Google fixes reCAPTCHA bypass

reCAPTCHA is a well-known system designed to stop bots and spammers in their tracks. Recently, however, a cybersecurity flaw was discovered that allowed an attacker to circumvent it. Google has since fixed the problem.

reCAPTCHA uses a system of puzzles that are very easily solvable by a human being, but at the same time, very challenging for bots and automated programs to complete. The point of these puzzles is to make you prove that you are a legitimate user and not a spammer or a robot.

However, reCAPTCHA is not bulletproof; Andres Riancho, a cybersecurity researcher, managed to identify a vulnerability that attackers could use to bypass these checks successfully every single time.

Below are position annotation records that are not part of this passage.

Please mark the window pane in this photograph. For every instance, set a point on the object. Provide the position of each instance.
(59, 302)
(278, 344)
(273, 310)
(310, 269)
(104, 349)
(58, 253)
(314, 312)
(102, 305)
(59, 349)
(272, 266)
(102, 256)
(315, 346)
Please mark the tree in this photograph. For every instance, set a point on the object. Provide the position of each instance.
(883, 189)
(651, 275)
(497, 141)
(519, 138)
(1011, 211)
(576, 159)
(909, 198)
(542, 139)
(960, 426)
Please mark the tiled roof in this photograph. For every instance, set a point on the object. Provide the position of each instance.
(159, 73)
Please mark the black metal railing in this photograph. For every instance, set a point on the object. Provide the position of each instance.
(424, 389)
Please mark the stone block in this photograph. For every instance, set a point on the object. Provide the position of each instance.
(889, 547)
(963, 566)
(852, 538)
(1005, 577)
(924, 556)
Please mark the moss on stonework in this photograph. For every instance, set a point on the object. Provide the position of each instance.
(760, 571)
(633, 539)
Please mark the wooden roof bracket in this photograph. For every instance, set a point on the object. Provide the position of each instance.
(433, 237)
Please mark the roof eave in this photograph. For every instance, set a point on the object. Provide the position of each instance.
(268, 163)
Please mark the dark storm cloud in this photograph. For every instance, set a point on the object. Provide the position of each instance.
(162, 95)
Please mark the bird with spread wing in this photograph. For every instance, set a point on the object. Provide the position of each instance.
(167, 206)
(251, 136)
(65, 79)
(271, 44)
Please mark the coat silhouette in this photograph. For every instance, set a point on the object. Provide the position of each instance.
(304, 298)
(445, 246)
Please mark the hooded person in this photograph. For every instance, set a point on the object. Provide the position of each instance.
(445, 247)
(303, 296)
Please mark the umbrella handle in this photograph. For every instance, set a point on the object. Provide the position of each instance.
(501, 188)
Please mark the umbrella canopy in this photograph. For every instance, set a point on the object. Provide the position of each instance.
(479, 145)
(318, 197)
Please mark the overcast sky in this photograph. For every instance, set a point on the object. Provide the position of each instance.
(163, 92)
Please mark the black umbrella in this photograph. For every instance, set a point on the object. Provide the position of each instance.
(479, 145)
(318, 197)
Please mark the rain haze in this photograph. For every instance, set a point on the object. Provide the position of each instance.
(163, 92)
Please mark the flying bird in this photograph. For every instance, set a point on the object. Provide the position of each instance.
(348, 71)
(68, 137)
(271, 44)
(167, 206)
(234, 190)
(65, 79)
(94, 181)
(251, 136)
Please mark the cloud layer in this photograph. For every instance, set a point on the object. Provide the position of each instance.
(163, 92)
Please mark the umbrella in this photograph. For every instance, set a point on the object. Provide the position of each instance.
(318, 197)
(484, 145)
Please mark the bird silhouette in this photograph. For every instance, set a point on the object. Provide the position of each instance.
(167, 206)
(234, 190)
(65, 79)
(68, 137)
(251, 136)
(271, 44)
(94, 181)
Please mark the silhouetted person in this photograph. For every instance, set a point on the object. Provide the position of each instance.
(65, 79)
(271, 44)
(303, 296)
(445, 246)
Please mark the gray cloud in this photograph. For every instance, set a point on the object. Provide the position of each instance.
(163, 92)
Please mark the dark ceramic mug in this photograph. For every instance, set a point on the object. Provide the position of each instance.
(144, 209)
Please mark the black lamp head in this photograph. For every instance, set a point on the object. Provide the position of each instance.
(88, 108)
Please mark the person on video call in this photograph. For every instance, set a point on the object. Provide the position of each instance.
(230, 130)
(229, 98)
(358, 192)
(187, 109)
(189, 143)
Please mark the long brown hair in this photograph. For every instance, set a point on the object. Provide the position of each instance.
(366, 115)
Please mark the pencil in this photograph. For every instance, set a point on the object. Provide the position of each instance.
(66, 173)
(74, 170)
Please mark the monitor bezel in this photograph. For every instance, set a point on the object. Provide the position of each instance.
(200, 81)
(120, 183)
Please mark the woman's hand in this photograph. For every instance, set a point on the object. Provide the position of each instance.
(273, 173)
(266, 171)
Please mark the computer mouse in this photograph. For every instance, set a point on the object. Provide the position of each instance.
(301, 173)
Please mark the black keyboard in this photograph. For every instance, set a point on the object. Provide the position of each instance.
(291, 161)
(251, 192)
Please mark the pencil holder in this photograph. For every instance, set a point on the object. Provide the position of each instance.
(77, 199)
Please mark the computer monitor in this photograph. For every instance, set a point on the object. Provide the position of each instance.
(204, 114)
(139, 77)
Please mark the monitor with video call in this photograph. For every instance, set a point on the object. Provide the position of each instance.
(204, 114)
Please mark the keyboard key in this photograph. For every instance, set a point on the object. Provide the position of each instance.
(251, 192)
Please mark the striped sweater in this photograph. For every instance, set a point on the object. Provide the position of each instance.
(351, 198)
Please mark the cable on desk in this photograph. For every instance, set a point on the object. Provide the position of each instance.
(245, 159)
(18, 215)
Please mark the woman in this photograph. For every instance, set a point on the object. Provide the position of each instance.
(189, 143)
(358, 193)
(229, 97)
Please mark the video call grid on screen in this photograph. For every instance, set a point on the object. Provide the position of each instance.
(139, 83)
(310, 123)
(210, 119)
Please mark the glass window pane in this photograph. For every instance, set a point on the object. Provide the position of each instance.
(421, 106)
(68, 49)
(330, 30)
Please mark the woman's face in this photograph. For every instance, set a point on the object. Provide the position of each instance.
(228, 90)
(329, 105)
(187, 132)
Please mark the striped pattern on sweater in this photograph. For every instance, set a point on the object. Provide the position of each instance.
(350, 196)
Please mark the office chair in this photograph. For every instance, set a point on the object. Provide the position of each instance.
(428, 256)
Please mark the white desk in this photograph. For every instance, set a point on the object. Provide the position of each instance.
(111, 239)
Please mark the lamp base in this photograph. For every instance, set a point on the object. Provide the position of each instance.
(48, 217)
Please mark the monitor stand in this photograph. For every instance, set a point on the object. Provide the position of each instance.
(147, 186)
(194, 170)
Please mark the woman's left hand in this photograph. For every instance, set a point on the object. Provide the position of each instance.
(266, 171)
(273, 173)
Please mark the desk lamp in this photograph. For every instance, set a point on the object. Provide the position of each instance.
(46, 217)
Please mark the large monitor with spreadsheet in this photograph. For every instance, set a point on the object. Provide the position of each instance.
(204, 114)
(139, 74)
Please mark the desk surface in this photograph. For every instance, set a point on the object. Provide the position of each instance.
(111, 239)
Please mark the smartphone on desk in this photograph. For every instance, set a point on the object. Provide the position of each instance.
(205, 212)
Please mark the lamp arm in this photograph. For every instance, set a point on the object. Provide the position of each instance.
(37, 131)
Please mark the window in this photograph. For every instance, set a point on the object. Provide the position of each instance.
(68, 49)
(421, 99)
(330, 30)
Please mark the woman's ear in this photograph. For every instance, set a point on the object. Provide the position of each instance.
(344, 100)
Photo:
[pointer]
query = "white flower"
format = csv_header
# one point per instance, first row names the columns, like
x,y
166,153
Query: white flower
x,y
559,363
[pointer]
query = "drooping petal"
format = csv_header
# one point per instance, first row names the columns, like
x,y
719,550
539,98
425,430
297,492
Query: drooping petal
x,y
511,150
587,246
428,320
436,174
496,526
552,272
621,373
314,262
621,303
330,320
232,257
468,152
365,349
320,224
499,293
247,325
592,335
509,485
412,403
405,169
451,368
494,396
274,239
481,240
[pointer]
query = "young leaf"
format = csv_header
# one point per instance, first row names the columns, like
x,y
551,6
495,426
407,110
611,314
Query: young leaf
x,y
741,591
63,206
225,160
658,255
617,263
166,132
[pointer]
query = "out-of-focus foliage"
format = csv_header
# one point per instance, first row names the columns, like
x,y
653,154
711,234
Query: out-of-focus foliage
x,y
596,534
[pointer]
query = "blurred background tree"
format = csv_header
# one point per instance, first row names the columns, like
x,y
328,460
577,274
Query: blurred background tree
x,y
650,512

Upon successfully solving an image puzzle, the system triggers a HTTP request. However, due to a phenomenon known as HTTP pollution, the process of supplying multiple HTTP parameters at the same time, it was possible to create a bypass exploit.

Allegedly, the bug was reported to Google on the 29th of January this year. However, Google did not seem to acknowledge the vulnerability at first, which caused the researcher to ask Google to re-read the vulnerability report one more time. Upon requesting additional information, they were able to confirm the bug two days later.

The researcher was awarded $500 for his efforts, all of which was donated to charity. The fix has already been implemented in Google’s REST API and there’s no need for you to do anything on your part.